Опустелый подъезд, где разговаривали Джонс и Катя Ивановна, был таковым лишь на первый взгляд. Не успели они разойтись в разные стороны, как из-за вешалки вынырнул невысокий, смуглый человек в костюме с блестящими пуговицами. Он зашел в будку автоматического телефона, назвал неразборчивый номер и, когда его соединили, шепотом сообщил какой-то Нетти, что «ей придется купить себе новую шляпку». Только всего и было сказано, и ровнешенько ничего больше. Неизвестно, в какой связи было это с дальнейшими событиями, но только Катя Ивановна, не дойдя еще до жилища мистрисс Дебошир, почувствовала внезапное желание отдохнуть.
Она оглянулась вокруг и увидела, что неподалеку, в маленьком и пустынном сквере, стоит одинокая скамейка. Дойдя до нее, Катя Ивановна хрустнула пальчиками, откинула голову и зевнула несколько раз с непонятным утомлением. Солнца на небе не было, глаза ее никогда не болели, но тем не менее ей казалось, что перед ней прыгает что-то вроде красного солнечного пятнышка.

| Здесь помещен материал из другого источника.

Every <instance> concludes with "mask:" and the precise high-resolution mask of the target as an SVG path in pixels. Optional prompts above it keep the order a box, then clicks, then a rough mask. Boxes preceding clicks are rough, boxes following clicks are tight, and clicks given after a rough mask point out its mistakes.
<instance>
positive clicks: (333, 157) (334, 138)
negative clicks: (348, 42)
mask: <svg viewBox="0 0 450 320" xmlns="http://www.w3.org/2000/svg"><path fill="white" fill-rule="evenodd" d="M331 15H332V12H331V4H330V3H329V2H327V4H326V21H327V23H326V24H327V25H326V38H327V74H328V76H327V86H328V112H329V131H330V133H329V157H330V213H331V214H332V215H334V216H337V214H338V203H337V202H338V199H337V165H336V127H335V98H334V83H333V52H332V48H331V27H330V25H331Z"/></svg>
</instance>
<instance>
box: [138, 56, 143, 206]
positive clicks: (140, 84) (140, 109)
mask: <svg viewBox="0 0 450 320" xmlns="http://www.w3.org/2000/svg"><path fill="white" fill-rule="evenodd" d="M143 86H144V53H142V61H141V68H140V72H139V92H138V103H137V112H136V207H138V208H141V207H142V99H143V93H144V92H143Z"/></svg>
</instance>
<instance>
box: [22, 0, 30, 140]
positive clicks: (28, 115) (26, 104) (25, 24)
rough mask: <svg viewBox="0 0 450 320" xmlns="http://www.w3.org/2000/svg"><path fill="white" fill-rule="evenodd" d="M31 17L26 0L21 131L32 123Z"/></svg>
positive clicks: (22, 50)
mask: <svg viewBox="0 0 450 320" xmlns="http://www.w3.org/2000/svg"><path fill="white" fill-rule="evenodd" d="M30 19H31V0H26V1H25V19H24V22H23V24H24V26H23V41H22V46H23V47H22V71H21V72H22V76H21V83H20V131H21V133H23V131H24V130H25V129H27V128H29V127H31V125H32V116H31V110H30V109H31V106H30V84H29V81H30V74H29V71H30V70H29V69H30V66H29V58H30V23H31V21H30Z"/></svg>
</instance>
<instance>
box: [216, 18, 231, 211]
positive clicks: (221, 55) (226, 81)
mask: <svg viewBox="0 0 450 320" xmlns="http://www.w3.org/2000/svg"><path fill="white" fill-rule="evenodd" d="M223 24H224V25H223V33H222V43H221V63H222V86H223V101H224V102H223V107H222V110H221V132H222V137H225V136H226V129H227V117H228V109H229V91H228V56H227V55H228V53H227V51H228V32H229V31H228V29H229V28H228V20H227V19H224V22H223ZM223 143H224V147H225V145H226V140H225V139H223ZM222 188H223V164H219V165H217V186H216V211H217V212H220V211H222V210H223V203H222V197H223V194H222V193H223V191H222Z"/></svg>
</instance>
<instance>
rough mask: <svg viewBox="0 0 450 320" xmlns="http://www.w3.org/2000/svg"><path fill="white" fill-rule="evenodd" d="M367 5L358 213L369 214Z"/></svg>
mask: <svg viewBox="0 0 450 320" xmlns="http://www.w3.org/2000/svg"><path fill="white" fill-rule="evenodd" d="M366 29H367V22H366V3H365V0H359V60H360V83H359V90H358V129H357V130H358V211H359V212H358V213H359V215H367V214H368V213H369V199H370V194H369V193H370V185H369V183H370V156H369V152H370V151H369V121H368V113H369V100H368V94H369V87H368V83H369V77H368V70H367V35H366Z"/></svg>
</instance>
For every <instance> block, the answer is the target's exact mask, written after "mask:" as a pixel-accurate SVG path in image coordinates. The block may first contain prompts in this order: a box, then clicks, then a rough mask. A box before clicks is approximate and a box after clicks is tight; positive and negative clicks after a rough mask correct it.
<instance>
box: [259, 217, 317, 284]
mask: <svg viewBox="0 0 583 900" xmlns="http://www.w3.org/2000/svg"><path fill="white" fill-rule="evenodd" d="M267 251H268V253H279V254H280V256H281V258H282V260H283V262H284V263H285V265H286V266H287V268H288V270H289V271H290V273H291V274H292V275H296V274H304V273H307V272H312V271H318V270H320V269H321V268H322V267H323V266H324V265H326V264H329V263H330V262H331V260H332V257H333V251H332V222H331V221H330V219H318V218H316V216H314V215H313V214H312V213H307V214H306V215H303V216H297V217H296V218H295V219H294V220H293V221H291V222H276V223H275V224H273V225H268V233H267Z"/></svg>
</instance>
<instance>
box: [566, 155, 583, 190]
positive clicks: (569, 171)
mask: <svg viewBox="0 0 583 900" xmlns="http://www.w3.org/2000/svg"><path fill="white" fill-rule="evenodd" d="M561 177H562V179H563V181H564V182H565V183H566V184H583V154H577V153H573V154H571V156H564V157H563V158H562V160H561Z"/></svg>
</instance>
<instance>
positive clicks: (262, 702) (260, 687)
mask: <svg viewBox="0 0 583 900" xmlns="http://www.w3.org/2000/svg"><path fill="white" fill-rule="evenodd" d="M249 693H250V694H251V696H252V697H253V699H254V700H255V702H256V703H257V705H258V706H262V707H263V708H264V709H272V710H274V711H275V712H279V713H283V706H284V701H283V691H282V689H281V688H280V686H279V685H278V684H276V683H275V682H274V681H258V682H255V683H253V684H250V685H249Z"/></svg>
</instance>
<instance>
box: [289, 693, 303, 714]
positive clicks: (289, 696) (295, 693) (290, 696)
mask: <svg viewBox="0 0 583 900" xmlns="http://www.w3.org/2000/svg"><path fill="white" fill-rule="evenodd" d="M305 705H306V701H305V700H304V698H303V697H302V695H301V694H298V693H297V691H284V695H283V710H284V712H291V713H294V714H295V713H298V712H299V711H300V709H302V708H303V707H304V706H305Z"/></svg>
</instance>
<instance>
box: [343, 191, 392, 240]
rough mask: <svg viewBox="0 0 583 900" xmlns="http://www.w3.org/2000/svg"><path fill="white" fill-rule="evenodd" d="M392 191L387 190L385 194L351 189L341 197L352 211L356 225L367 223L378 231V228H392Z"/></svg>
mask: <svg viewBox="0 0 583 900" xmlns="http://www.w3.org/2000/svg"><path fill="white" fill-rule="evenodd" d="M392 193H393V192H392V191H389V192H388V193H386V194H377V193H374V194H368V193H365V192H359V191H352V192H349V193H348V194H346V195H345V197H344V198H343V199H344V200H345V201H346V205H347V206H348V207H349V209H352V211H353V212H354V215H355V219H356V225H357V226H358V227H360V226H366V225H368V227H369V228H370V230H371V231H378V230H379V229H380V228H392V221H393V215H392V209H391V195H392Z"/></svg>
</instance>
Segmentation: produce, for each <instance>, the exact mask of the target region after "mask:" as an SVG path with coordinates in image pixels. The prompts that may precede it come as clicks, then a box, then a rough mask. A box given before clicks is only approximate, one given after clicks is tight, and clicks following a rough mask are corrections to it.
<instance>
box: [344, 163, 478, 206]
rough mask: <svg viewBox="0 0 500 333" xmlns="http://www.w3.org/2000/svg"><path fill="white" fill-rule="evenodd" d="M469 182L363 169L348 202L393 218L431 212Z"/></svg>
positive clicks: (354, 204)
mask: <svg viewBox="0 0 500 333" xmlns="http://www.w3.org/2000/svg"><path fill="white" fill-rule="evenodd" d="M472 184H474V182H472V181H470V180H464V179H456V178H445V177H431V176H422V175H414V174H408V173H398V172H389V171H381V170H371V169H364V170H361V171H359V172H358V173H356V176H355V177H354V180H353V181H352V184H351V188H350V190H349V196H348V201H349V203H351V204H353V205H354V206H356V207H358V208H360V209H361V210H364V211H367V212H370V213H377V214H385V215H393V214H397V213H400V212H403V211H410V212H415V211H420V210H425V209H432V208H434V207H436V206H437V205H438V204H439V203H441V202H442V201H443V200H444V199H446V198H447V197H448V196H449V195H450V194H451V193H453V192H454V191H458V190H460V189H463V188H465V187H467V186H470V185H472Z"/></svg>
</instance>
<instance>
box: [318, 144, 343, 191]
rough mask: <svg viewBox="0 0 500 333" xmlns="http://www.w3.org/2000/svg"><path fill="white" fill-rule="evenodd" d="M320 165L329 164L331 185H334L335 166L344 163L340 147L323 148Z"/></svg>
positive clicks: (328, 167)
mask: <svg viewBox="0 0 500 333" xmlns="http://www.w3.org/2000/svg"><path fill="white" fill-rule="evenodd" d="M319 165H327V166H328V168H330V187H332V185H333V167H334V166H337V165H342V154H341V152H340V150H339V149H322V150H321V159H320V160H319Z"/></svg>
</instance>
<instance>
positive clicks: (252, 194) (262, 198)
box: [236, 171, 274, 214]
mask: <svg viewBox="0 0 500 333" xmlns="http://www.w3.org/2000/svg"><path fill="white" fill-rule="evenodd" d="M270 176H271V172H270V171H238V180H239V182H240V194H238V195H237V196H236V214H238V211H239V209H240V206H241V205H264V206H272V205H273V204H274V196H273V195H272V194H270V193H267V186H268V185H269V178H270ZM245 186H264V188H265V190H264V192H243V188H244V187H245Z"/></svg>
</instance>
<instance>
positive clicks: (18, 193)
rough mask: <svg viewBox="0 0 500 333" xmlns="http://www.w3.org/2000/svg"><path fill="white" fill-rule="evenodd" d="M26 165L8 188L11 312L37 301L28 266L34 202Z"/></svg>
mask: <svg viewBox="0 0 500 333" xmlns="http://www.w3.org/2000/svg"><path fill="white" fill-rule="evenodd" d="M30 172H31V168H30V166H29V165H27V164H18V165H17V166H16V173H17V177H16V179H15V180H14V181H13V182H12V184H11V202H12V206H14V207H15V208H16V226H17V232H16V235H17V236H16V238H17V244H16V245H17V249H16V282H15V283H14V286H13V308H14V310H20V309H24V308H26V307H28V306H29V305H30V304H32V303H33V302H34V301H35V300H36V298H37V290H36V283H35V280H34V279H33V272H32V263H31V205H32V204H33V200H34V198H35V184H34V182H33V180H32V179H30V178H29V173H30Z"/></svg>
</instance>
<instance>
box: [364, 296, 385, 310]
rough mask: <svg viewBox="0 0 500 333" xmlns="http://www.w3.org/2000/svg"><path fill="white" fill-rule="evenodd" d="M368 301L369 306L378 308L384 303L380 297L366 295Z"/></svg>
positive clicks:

— Странно, — сказала себе упрямая дама, — в высшей степени странно. Я хочу спать, хотя я не имею намерения спать. Это мне не нравится.
Через сквер проходил между тем какой-то среднего роста человек, щегольски одетый, задумчивый, можно даже сказать — грустный. Руки его, со слегка опухшими сочленениями, висели безжизненно, глаза были впалые, унылые, тоскующие, как у горького пьяницы, на время принужденного быть трезвым. Под носом стояли редкие кошачьи усы.
Он опустился на скамейку возле нее, глубоко вздохнул и закрыл лицо руками.
Катя Ивановна почувствовала странное сердцебиение.
Незнакомец вздохнул еще раз и прошептал:
— Я не переживу этого. Я не в силах жить. Дайте мне умереть!
— У всех есть горе, — ласково заметила мистрисс Василова, придвинувшись к незнакомцу, — сегодня одно, сэр, а завтра другое. Бывает и так, что оба горя сразу. Надо закалять характер.
— Я не в силах, — глухо донеслось со стороны незнакомца.
— Соберитесь с силами, сэр, и вы перенесете.
— Дайте мне вашу руку, м-ам, нежную руку женщины. Влейте в меня бальзам.
Катя Ивановна немедленно сняла фильдекосовую перчатку и протянула свою энергичную руку незнакомцу. Тотчас же электрический ток прошел по всему ее телу, причинив ей головокружение, впрочем, очень приятное. Привыкнув к самоанализу, она подумала с изумлением:
«Я, кажется, влюбляюсь. Это странно. Я влюбляюсь, хотя я не имею намерения влюбиться».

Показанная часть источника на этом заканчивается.